First, there will be wind. Quite a lot of it in fact.
You will hold onto your hat, squint against the sting of blowing sand, and wonder. Then, as the initial blast fades, you’ll hear the music — pipes and drums. Softly, but growing clearer. And you will forget the grit in your teeth. If you are wise, you will forget everything but that music. You will let it fill you up and direct your feet until, suddenly and inevitably, you see it.
The tents are beautiful, rippling in the breeze and glittering in the sun, and the wonders they contain are beyond imagination.
But first, you have to make it past the ticket-taker. He doesn’t accept cash. The other people in line hand him silver buttons, carved pumpkins, jars of grasshoppers, but those are their tickets. Not yours. Either you have it, or you don’t.
(And don’t think for a moment you can sneak inside. The children in line are already whispering about the tiger that guards the gates.)
Once you’re there, you’ll have to make some hard decisions. The circus holds enough magic for a lifetime of exploration, and you only have a few hours.
If you’re not feeling well, I recommend a stop by Rosebud’s wagon to start out. She can whip up a potion to cure almost anything that ails you. And you’ll need to be in top shape if you’re going to plow through the crowds!
Next door, right at the heart of the circus in a tent so large it’s impossible to miss, you’ll find Mr. Head’s Menagerie. Don’t expect to see any cages in this magical zoo. Take a camel ride over to meet the wallaby, and see if you can coax him into showing off his talent for burping. Ask to borrow the iguana’s magazine. Or convince the world’s most intelligent elephant, Big Jean, to help you out with your algebra. She’s a pro. Animal lovers take note — you’ll find it difficult to leave this tent behind, but if you do, you might spy one more magical creature winging her way through the night.
Chintzy the parrot often has a message in her beak, and a messenger can’t be interrupted when she’s at work, of course. But if you happen to have some crackers on hand, or some peanut butter, then she might be persuaded to break for a snack. She knows all the circus gossip, and she’s been around for long enough to point you in the direction of all the best shows. Just don’t forget to call her “ma’am.”
I doubt you’ll have trouble keeping your energy up at a place like Circus Mirandus, but just in case, be on the lookout for a woman in green overalls. You can find all kinds of magical food and drink at the circus, but the sweets are my personal favorite. And the candy lady has the kind of treats that will make you sing opera (literally).
And of course, there are the magicians themselves. They come from all over the world, and most of them are centuries old. Gather a hundred or so of your new friends, and challenge one of the Strongmen to a game of tug-of-war. Watch the shapeshifter change faces faster than blinking.
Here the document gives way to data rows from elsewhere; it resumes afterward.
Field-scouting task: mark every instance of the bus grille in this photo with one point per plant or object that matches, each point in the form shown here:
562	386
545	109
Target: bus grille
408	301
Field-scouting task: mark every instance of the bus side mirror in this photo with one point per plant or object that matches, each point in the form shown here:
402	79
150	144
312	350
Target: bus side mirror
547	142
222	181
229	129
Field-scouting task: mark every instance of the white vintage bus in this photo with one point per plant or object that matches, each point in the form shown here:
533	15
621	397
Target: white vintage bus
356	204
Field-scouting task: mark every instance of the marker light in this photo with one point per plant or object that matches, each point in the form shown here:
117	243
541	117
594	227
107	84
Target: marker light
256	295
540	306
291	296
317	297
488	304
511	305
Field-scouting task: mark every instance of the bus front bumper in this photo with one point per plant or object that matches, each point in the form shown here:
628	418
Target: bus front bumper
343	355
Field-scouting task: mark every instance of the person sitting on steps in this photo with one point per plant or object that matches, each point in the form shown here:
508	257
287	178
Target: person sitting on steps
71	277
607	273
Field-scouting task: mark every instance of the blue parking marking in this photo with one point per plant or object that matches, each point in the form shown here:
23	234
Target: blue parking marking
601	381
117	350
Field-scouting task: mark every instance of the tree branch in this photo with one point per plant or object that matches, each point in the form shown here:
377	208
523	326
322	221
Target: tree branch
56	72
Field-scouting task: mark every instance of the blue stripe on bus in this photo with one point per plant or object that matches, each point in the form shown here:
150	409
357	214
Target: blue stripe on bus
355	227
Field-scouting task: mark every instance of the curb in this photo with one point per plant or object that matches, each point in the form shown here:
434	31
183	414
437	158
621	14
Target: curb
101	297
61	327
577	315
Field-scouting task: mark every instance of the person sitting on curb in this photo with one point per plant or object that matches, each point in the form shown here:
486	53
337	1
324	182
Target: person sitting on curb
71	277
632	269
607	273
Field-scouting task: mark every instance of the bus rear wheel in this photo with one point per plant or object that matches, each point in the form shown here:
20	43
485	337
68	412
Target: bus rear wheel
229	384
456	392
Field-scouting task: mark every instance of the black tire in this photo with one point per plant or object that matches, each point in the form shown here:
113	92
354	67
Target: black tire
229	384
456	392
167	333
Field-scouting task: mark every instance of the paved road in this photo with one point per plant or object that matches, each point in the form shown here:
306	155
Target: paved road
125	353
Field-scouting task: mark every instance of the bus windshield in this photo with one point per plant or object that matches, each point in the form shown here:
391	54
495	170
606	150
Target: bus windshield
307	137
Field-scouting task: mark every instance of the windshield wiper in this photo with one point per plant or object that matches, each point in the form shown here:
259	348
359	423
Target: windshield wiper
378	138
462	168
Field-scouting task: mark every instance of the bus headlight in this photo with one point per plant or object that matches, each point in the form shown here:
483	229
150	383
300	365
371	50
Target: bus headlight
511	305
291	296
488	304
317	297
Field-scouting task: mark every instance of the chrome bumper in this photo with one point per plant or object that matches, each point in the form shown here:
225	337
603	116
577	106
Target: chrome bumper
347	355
When you think you’ve seen everything, think again. Another tent is around every corner, another magical wonder is tucked in every shadow. It’s enough to dizzy you in the best of ways, and you really can’t take a wrong turn at Circus Mirandus. By the time your ticket expires, you’ll be full to bursting with amazing sights.
But you can’t leave. Not yet. Before you go, you have to see one final show.
In the quiet part of the circus, you’ll find a smaller tent, black with glimmering, golden suns. The sign by the door promises a performance by the Man Who Bends Light.
You might think the line is too long. It might seem that the golden rope across the entrance will never drop. You might wonder if this mysterious show is worth the wait.